Not that the iPods are perfect, it's just that what they do, they do very well. Their sound is excellent (even through Apple's substandard earbuds), their displays are crisp, media navigation is straightforward even if their clickwheels can be a bit touchy, and their integration with the media mega-mall that's the iTunes Store is seamless.

Of the quartet, the most interesting is the iPod touch, which appears to be either a transition product until the iPhone grabs more market share, or the iPod of choice for game and on-the-go video lovers who already have Blackberries. And if the relatively small capacity of the iPod touch (or the iPhone, for that matter) gives you pause, remember that Apple recently filed a patent for metadata-transfer technology that will allow iPod and iPhone users to manage, access, and play all the media stored on their home Mac or PC on a file-by-file basis over wired, Wi-Fi, and mobile-phone connections.

And to answer one recurrent gripe: No, they don't have FM radios. So pipe down and download Terry Gross's podcasts over iTunes.

iPod shuffle: B

iPod nano: A

iPod classic: A-

iPod touch: B

Apple TV: The 2.0 version of Apple TV that was rolled out this January 15th suffers from one major obstacle: the reputation of Apple TV 1.0. That first iteration of Apple's set-top box for widescreen TV deserved the enormous yawn that it received when it appeared one year earlier. The 2.0 software upgrade is an enormous improvement - but, we hasten to ad, it's no TiVo.

Unlike its boring older brother, Apple TV 2.0 can download and rent video content directly over the Web - your Mac doesn't need to get involved as it did for version 1.0. Apple TV 1.0 was limited to 480p. Now, 2.0 hardware-upconverts 720p to 1080p for surprisingly decent image quality. No, it's not as good as Blu-Ray quality, but there are many good reasons why Blu-Ray may never catch on, not the least of which being that direct download either through services such as the iTunes Store of cable-company video-on-demand is just so damn convenient.

Still, Blu-Ray (and, for that matter, plain ol' DVDs) can and do offer bonus content rarely found in digital downloads or VoD. What's more, services like NetFlix offer insanely large libraries, multiple viewing options, and liberal play-and-return periods.

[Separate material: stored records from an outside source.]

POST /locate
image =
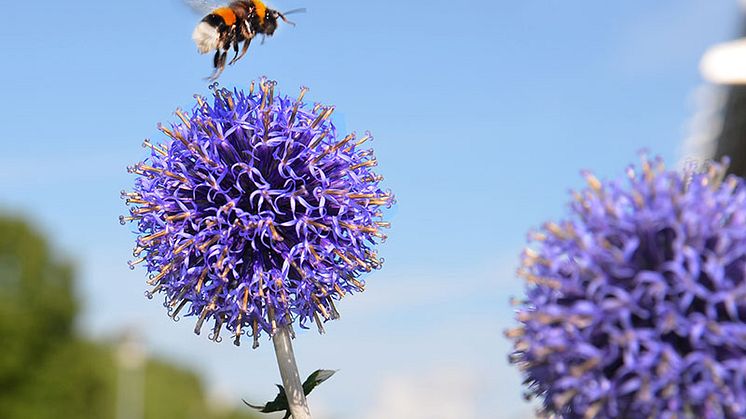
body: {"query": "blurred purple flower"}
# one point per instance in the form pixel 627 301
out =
pixel 254 214
pixel 635 307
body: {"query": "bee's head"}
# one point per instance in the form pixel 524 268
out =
pixel 270 21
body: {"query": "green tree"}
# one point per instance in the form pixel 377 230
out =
pixel 46 372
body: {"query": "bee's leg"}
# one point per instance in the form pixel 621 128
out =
pixel 246 44
pixel 219 64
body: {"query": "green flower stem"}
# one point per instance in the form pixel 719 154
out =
pixel 289 373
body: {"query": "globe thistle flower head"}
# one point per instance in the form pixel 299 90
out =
pixel 254 214
pixel 635 306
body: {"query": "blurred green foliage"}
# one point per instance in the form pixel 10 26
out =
pixel 47 372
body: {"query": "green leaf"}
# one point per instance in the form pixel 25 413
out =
pixel 280 403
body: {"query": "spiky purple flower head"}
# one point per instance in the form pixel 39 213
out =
pixel 254 214
pixel 635 306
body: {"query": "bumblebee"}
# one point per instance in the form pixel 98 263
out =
pixel 234 26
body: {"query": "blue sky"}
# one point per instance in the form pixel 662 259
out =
pixel 483 114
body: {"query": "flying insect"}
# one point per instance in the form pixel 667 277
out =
pixel 233 27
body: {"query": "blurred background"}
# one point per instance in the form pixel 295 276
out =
pixel 484 113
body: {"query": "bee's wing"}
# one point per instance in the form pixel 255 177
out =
pixel 202 7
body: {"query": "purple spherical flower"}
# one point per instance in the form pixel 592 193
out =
pixel 255 214
pixel 635 307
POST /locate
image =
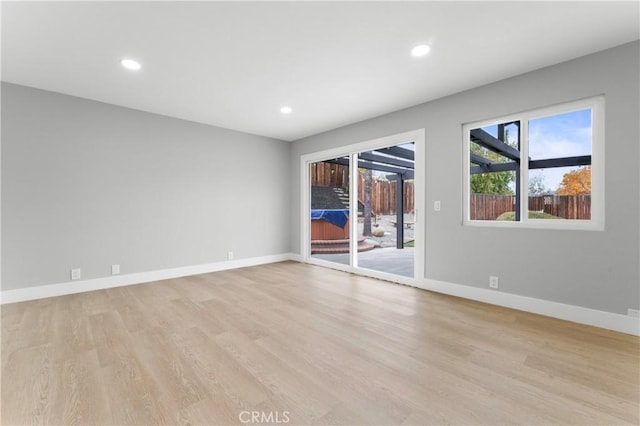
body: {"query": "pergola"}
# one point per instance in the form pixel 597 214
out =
pixel 400 164
pixel 497 145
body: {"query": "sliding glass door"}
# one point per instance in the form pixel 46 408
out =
pixel 361 213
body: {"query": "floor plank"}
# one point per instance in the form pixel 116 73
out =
pixel 309 345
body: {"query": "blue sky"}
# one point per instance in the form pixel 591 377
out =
pixel 557 136
pixel 564 135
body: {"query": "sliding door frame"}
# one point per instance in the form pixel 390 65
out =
pixel 352 151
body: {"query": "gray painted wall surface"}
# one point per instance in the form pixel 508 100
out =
pixel 591 269
pixel 86 185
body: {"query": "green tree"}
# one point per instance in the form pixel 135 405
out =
pixel 496 183
pixel 537 186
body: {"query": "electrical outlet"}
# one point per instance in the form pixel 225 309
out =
pixel 493 282
pixel 76 274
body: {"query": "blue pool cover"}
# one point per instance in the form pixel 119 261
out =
pixel 336 217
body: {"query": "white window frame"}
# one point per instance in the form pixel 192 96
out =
pixel 597 221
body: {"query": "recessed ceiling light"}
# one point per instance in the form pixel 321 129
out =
pixel 130 64
pixel 420 50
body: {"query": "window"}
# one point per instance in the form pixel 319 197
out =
pixel 561 182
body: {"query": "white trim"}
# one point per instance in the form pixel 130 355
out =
pixel 72 287
pixel 593 317
pixel 597 222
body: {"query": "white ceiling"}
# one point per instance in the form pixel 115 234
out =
pixel 234 64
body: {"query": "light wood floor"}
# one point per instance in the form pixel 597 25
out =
pixel 310 345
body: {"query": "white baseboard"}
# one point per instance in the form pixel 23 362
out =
pixel 616 322
pixel 71 287
pixel 608 320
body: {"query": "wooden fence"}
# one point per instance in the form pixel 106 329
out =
pixel 383 193
pixel 489 207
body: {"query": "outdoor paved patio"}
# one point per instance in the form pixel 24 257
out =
pixel 389 259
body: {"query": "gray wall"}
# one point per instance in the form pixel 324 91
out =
pixel 87 184
pixel 591 269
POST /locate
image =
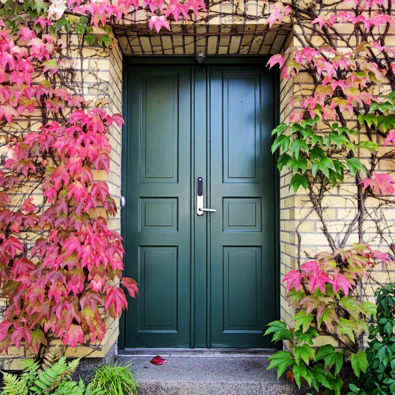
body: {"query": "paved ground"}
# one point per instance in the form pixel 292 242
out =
pixel 206 374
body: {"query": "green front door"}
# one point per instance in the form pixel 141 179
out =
pixel 209 280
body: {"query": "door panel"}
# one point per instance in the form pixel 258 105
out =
pixel 242 190
pixel 205 281
pixel 158 207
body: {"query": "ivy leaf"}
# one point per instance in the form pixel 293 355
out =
pixel 73 336
pixel 303 352
pixel 298 164
pixel 339 140
pixel 306 336
pixel 297 146
pixel 279 130
pixel 320 377
pixel 352 305
pixel 106 40
pixel 354 165
pixel 387 121
pixel 303 320
pixel 280 361
pixel 337 385
pixel 300 371
pixel 89 39
pixel 297 180
pixel 330 357
pixel 282 141
pixel 369 145
pixel 316 139
pixel 359 362
pixel 282 161
pixel 279 330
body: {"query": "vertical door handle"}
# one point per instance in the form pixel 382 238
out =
pixel 199 199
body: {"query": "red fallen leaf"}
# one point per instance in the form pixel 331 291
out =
pixel 158 360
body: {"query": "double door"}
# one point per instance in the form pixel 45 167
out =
pixel 205 280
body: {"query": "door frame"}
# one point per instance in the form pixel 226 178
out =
pixel 190 60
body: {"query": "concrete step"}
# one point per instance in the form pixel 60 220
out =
pixel 192 372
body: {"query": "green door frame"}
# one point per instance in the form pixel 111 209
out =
pixel 184 60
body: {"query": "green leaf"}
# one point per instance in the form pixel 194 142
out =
pixel 336 138
pixel 369 145
pixel 320 377
pixel 41 7
pixel 359 362
pixel 279 330
pixel 279 130
pixel 337 385
pixel 280 361
pixel 303 320
pixel 354 165
pixel 300 371
pixel 297 180
pixel 330 357
pixel 282 141
pixel 298 164
pixel 303 352
pixel 306 336
pixel 297 146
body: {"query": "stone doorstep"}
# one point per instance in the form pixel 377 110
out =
pixel 206 372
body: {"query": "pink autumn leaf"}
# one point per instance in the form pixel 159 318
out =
pixel 390 138
pixel 276 59
pixel 293 278
pixel 310 266
pixel 158 360
pixel 382 256
pixel 158 22
pixel 318 280
pixel 341 281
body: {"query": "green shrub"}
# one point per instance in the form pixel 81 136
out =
pixel 114 379
pixel 379 378
pixel 53 379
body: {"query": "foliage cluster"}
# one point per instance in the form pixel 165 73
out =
pixel 324 293
pixel 53 377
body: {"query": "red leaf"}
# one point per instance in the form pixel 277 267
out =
pixel 11 245
pixel 40 246
pixel 131 286
pixel 73 336
pixel 4 326
pixel 116 298
pixel 318 280
pixel 100 188
pixel 294 277
pixel 158 360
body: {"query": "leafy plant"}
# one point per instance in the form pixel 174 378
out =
pixel 324 293
pixel 379 377
pixel 114 379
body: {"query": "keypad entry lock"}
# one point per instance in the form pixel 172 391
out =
pixel 199 199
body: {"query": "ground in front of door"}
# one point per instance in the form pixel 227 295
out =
pixel 219 373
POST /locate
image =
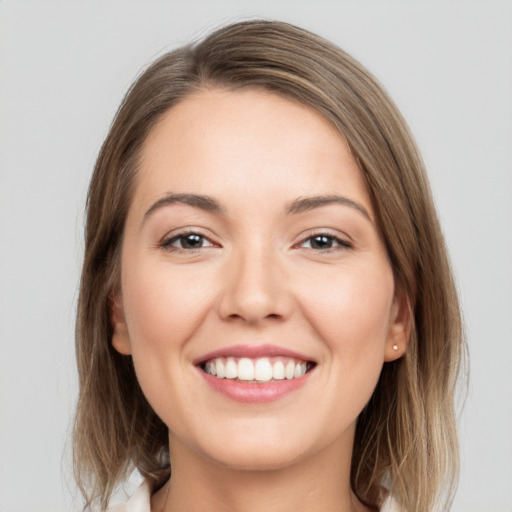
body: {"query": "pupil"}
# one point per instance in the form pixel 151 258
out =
pixel 192 241
pixel 321 242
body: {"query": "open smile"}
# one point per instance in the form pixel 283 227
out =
pixel 255 374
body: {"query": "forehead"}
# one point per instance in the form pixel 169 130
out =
pixel 242 143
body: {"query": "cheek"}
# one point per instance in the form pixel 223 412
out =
pixel 351 313
pixel 162 307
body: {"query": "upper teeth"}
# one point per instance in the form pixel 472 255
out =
pixel 260 370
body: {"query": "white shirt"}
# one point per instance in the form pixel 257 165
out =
pixel 140 502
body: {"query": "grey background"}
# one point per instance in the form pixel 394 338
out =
pixel 64 67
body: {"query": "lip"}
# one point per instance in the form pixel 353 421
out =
pixel 251 392
pixel 253 352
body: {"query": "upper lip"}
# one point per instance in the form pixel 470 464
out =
pixel 252 352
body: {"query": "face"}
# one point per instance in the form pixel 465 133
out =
pixel 256 297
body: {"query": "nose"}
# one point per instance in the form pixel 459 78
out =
pixel 255 287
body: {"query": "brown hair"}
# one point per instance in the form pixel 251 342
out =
pixel 406 436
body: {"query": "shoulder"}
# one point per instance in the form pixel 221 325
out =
pixel 140 501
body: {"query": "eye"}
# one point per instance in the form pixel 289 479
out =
pixel 324 242
pixel 186 241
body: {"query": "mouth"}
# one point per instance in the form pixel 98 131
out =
pixel 257 370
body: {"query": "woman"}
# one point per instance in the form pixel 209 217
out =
pixel 266 304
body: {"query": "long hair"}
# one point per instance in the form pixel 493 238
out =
pixel 405 437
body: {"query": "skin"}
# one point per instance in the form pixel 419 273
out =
pixel 255 279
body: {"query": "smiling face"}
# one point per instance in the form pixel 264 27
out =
pixel 251 250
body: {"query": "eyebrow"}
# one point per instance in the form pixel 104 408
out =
pixel 299 205
pixel 205 203
pixel 303 204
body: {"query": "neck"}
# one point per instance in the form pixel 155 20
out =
pixel 318 483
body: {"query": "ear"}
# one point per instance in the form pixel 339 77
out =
pixel 120 338
pixel 399 328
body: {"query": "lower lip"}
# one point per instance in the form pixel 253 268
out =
pixel 254 392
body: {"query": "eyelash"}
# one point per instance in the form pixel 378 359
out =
pixel 341 244
pixel 327 238
pixel 167 244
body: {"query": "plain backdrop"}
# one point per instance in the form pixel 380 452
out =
pixel 64 67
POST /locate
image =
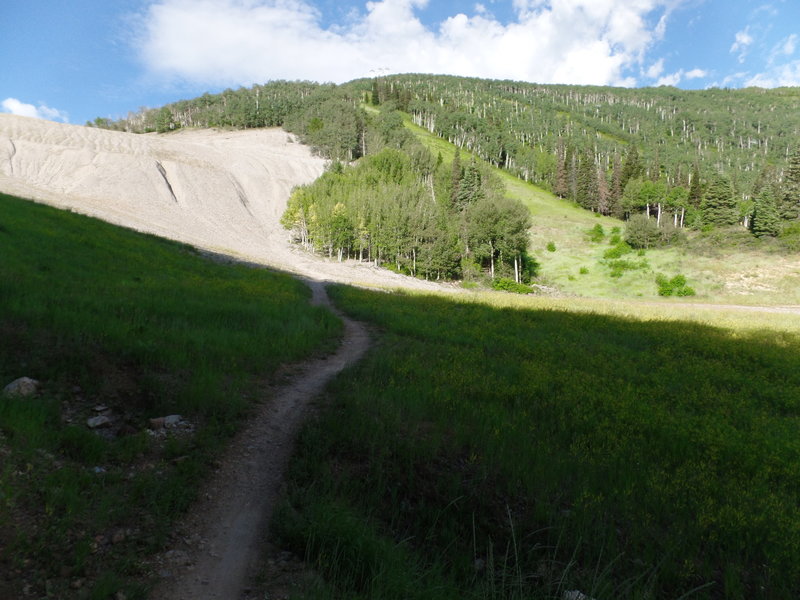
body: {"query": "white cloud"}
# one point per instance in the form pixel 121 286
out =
pixel 655 69
pixel 15 107
pixel 788 46
pixel 696 74
pixel 239 42
pixel 675 78
pixel 742 43
pixel 786 75
pixel 672 79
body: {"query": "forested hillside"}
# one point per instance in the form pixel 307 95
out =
pixel 665 160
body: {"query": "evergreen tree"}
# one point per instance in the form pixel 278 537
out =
pixel 766 220
pixel 632 168
pixel 615 193
pixel 561 187
pixel 603 194
pixel 695 188
pixel 586 188
pixel 789 206
pixel 455 177
pixel 719 204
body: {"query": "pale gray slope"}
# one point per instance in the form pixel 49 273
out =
pixel 222 191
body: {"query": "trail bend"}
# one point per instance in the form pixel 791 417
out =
pixel 220 541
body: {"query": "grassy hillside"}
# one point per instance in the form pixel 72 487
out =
pixel 105 317
pixel 503 450
pixel 723 266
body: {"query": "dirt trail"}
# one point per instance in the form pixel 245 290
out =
pixel 220 540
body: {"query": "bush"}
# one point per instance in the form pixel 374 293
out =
pixel 617 251
pixel 642 232
pixel 505 284
pixel 618 267
pixel 673 287
pixel 596 234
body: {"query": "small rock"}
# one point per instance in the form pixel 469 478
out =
pixel 178 557
pixel 98 422
pixel 172 421
pixel 22 387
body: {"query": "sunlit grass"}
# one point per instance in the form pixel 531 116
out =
pixel 736 275
pixel 517 447
pixel 146 327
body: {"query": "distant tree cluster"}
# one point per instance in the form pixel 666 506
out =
pixel 408 211
pixel 653 157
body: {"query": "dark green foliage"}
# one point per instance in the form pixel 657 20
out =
pixel 549 446
pixel 695 188
pixel 719 206
pixel 541 133
pixel 789 205
pixel 619 266
pixel 642 232
pixel 386 209
pixel 587 185
pixel 505 284
pixel 673 287
pixel 620 249
pixel 596 234
pixel 632 167
pixel 765 220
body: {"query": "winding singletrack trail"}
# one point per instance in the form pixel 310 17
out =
pixel 222 536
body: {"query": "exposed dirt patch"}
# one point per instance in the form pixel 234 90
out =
pixel 219 546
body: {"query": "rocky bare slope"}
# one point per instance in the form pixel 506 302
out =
pixel 222 191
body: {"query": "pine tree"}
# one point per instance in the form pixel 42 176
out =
pixel 586 188
pixel 455 177
pixel 789 205
pixel 766 220
pixel 632 169
pixel 695 188
pixel 561 188
pixel 615 193
pixel 719 204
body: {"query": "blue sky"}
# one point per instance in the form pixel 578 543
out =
pixel 73 61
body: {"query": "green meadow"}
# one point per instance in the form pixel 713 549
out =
pixel 492 447
pixel 724 266
pixel 146 327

Apple TV 2.0's upconversion to 1080p is smart, since native 1080p downloads are either brutally compressed, resulting in heinous image quality, or so tediously long that you could film Transporter 3 in as long as it took to download it in full 1080p. To our eyes, Apple TV 2.0 H.264-based compression is superior to that of HD cable's VoD (cf. "You pays your money and you makes your choice," above).

On last nicety: Apple TV is a brilliant vodcast-surfer. There's a whole world of smart, well-produced amateur (whatever that means anymore) video out there, and the iTunes Store and Apple TV make wasting an entire evening sampling it a couch-bound pleasure.

If the Apple TV 2.0 could only record shows - but, hey, that'd put a dent in Apple's revenue stream, so what do you expect?